Cannes Film Festival Opens With Divisive Johnny Depp Film, ‘Jeanne du Barry’
For the opening film, Cannes organizers have opted for both star power and potential controversy with “Jeanne du Barry,” a French costume drama that marks Johnny Depp’s first major film since winning a bitter defamation lawsuit last year.
Directed by and starring Maïwenn, the film revolves around a young woman who rises from humble origins to become Madame du Barry, the favorite of King Louis XV of France, who plays Depp with a white wig and a powdered face.
The trial between Depp and his ex-wife Amber Heard made an impression on the world last year when the actress made allegations of physical and sexual abuse. Depp denied the claims, claiming she was the true aggressor in the relationship. (A judge in Britain had ruled in an earlier case that there was evidence that Depp assaulted Heard.)
The jury in Virginia largely sided with Depp, finding that Heard defamed him when she described herself as a “public figure representing domestic violence” in a 2018 op-ed in The Washington Post. Heard initially appealed the verdict, but announced last year that she intended to settle the dispute.

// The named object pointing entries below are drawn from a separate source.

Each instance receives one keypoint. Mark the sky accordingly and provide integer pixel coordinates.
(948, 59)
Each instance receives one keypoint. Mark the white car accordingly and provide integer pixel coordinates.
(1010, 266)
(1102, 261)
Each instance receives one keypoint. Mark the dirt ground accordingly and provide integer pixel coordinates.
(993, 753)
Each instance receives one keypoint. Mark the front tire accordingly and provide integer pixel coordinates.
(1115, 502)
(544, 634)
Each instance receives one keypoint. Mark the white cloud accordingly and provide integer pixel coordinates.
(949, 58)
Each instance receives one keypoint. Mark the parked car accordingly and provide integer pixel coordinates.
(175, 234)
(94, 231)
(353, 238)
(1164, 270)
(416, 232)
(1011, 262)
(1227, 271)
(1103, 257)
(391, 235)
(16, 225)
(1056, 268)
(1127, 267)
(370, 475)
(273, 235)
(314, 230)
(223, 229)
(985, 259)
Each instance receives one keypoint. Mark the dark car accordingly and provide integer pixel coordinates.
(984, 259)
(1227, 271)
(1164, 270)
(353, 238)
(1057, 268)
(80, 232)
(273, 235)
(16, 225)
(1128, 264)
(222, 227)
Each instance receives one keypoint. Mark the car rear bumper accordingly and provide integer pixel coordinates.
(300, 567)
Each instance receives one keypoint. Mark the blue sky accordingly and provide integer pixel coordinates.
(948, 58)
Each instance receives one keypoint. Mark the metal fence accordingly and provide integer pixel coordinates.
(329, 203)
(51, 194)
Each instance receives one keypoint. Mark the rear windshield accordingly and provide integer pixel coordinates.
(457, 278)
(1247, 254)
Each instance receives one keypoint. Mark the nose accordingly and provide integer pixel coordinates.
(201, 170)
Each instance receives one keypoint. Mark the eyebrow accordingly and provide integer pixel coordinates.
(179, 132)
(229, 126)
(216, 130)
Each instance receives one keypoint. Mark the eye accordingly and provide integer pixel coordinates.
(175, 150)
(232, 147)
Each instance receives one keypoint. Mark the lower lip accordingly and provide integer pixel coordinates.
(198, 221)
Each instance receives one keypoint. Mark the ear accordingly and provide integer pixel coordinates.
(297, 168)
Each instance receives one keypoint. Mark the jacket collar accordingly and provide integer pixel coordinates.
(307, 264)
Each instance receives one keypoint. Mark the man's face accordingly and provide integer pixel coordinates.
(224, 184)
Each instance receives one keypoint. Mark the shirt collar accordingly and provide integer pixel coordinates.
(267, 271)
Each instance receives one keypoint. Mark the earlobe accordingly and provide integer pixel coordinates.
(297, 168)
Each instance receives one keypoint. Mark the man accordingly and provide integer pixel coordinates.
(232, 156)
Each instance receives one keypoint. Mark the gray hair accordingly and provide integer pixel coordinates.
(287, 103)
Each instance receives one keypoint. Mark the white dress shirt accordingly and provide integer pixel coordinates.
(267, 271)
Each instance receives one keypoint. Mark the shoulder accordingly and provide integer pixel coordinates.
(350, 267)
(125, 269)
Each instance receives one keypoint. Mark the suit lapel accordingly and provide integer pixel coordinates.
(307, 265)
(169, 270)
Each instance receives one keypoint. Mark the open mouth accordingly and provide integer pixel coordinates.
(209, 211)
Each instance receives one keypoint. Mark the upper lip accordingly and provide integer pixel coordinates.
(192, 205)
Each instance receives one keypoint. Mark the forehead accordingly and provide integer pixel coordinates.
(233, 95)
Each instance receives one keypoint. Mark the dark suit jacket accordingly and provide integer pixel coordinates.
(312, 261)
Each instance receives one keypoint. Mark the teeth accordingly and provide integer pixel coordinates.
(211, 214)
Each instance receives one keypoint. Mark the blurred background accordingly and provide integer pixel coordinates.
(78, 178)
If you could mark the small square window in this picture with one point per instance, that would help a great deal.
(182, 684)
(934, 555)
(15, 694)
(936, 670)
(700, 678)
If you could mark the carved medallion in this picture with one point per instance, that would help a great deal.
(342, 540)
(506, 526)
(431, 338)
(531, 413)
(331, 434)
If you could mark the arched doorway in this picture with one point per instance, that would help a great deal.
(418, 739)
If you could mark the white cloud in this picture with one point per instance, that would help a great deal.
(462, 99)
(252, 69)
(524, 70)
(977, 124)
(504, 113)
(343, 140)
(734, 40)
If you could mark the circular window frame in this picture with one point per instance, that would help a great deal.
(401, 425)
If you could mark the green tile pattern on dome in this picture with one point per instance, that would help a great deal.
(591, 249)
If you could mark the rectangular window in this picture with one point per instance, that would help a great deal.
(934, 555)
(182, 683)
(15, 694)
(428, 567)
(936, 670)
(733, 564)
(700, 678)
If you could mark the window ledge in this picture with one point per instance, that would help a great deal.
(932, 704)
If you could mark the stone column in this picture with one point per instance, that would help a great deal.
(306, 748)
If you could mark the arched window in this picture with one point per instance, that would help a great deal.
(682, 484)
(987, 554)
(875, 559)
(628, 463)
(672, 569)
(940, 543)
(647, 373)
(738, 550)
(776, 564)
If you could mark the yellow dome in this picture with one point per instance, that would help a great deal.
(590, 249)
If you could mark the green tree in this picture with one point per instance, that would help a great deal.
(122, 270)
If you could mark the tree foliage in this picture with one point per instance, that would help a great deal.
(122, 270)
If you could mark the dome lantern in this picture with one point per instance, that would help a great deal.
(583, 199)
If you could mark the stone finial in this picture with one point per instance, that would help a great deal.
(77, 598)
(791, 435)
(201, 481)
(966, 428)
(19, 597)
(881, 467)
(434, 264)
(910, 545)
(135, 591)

Last month’s announcement that “Jeanne du Barry” would be screened after Cannes’ opening ceremony sparked division online, with some criticizing the festival organizers (the hashtag #CannesYouNot circulated along with the news), while Depp’s devoted fan base celebrated it as a sign of the actor’s comeback.
The festival’s director, Thierry Frémaux, said in an interview with Variety last month that he didn’t see the film as a divisive choice. “We only know one thing, it’s the justice system and I think he won the lawsuit,” he said in the interview. “But the movie isn’t about Johnny Depp.”
At a press conference on Monday, Frémaux said he had no interest in the defamation lawsuit, noting, “I care about Johnny Depp as an actor,” according to The Hollywood Reporter.
On Tuesday, French newspaper Libération published an open letter, signed by more than 100 actors, accusing the festival and the wider film industry of failing to properly exclude people accused of sexual assault and abuse from the event. Depp was not mentioned by name.
“Of course it is not surprising that people who abuse, harass and commit violence are offered a place on the red carpet of this festival,” the letter reads. “It’s a symptom of a global system.”
While the films that have most defined Depp’s career have featured eccentric protagonists who dominate the movie (including Sweeney Todd and Willy Wonka), “Jeanne du Barry” plays a minor role to Maïwenn, whose film “Polisse” won the Jury Award at Cannes in 2011. Depp appeared at the festival that same year in the fourth film “Pirates of the Caribbean”.
At trial, lawyers for Depp argued that Heard’s op-ed in The Washington Post had destroyed the actor’s film career, saying he could not book a studio film after its publication. Heard’s side countered that his pattern of bad publicity and behavior on sets was the cause of every downturn in his career.
After the trial, Depp quickly re-entered the public sphere, playing concerts with Jeff Beck in Europe and appearing in a fashion show backed by Rihanna. But this is his first major return to the film industry.
“Jeanne du Barry” is sure to gain a lot of exposure in France, where it will be released in cinemas on Tuesday and later on Netflix.
No plans have been announced for distribution in the United States.